There turned out to be a few nearly melted ice cubes inside, and as he dropped them in his glass and added water, he was curious about them. Ursula’s drinking was generally limited to a glass of wine. To whom had she been feeding booze?

He forced the question from his mind, then took his whiskey and sat down in a stainless-steel-and-leather chair facing a wall-mounted television. There was a cigar box on the table. It certainly would not contain cigars, but what the hell, have a look.

It was full of cigars. Big black cigars. Fresh big black cigars.

Cousin Craig was obviously spending time here.

He assured himself that he had a despicably suspicious mind.

He took one of the cigars and lit it.

He assured himself again that he had a despicably suspicious mind.

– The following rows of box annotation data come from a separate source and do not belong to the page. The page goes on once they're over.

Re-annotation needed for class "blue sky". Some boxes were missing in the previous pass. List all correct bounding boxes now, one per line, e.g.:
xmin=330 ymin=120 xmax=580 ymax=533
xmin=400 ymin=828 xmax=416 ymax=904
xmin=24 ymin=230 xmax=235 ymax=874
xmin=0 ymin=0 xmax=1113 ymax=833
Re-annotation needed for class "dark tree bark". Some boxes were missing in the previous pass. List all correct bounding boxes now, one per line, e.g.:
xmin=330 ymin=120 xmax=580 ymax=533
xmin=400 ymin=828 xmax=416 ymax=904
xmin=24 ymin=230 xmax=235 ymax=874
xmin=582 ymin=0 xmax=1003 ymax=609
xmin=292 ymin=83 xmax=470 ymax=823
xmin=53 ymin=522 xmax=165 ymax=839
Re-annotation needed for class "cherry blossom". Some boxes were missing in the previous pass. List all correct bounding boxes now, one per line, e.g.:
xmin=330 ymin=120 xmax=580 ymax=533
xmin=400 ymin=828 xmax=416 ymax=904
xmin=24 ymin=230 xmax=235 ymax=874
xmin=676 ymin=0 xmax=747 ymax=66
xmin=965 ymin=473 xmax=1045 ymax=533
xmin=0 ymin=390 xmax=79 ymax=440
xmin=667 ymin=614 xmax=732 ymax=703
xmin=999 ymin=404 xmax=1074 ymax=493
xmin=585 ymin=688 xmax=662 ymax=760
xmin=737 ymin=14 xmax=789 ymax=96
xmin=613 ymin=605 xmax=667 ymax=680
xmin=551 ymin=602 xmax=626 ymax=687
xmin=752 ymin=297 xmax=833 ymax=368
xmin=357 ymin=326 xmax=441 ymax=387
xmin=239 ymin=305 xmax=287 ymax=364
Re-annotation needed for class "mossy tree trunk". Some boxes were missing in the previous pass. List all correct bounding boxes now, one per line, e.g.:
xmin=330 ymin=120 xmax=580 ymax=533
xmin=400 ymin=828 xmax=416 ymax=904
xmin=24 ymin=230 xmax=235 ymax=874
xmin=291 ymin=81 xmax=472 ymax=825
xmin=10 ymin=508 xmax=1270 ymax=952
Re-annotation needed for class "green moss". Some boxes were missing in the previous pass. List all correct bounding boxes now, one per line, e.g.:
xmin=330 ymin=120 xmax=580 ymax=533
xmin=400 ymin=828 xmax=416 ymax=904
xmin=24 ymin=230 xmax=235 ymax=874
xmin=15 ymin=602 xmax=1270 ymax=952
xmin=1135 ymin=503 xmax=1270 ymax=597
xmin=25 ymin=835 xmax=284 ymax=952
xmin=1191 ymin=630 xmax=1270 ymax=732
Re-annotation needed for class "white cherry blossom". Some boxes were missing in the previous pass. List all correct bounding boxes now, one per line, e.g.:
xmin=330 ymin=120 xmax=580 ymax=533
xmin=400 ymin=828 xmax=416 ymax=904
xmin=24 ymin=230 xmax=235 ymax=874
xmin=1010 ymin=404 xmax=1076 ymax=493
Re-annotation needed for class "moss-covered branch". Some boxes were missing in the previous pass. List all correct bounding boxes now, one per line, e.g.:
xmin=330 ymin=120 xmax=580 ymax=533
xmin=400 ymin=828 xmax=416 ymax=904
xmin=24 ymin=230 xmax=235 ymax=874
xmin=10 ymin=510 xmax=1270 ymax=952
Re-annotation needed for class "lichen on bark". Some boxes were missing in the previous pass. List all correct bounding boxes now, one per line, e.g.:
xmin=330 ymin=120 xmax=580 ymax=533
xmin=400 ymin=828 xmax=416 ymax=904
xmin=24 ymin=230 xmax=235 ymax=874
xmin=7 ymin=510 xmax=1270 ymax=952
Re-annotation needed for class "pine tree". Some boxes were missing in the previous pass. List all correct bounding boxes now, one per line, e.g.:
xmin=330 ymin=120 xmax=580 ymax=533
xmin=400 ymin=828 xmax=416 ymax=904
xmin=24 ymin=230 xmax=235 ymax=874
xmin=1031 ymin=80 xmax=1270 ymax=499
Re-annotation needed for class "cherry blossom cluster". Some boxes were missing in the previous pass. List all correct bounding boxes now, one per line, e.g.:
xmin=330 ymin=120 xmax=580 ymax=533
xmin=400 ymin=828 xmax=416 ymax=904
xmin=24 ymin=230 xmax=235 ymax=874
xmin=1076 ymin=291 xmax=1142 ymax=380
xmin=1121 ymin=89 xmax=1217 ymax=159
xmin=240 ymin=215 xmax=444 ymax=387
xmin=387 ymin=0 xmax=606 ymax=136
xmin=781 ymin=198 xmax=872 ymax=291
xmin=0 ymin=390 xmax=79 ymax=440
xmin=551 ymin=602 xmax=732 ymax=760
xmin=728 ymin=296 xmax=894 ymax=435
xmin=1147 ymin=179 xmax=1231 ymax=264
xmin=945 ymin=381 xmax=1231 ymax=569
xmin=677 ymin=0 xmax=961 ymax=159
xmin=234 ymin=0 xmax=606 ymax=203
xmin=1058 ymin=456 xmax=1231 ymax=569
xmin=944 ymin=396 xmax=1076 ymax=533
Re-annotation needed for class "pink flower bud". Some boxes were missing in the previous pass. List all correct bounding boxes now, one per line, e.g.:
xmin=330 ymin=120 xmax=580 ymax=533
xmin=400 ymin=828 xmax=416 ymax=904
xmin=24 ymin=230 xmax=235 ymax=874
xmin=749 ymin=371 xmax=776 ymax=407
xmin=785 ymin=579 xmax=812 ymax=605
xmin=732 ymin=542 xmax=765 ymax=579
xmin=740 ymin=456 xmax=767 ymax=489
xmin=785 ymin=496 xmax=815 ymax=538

While Cousin Craig had an Army-wide—not to mention family—reputation for fucking any female over fifteen who could be induced to hold still for thirty seconds, he certainly would draw the line at Ursula.

On the other hand, why was he being so nice to her?

He looked at the match box in his hand.

 

GASTHAUS BAVARIA 21 WEST THIRD STREET GREENWICH VILLAGE

 

The matches, at least, were Ursula’s. He doubted that Cousin Craig would spend much time in a Bavarian Gasthaus on West Third Street.

That was why she was in the Village. Of course she was bored with life in the uptown apartment. For a wild time, she could look down from the garden at the cars going up and down Park Avenue, and top that off with a quick trip to Gristede’s Grocery Store.

Was it possible that she was at the Gasthaus Bavaria now? And if he went to look, wouldn’t she walk in the door two minutes after he walked out?

What the hell, it was only a couple of blocks away, just the other side of Washington Square. It wouldn’t hurt to look.

As he crossed Washington Square, an extraordinary thing happened. Someone sitting on one of the benches, he wasn’t sure who, hissed “Baby killer!” at him.

He wondered what the hell that was all about.

There was a knot of people at the covered entrance to Gasthaus Bavaria.

With a clear conscience—he wasn’t after a table, just looking to see if Ursula was there—he shouldered his way through.

He got as far as the velvet rope before being challenged.

“This isn’t the Army, Lieutenant,” a man hissed at him. “You have to wait in line like everyone else.”

Geoff ignored him and looked around Gasthaus Bavaria. There was even an ooom-pah band. The waiters were in lederhosen.

“Did you hear what I said, Lieutenant?” the man said, petulantly, tugging at Geoff’s sleeve.

Geoff looked at him.

“Fuck you,” he said, clearly and distinctly.

He spoke loud enough for his voice to carry around the room. Heads turned, including that of the hostess, who was attired in Bavarian costume, with a white blouse and a pleated skirt and knee-high woolen stockings. She even had her hair done up in a bun. When she located the source of the obscenity, she dropped her menus and ran across the room, crying, “
Liebchen! Oh, Liebchen! Meine Liebchen!

Geoff thought Ursula looked really terrible in her Bavarian costume and hair in a tight bun. It didn’t really matter, for ten minutes after he first saw her in it, he had her hair down, and Ursula was wearing her birthday suit.

 

(Two)

Ursula was tracing with the balls of her fingers the small white scars on his left leg (Purple Heart #2) and upper right chest (Purple Heart #3), when the door chimes sounded.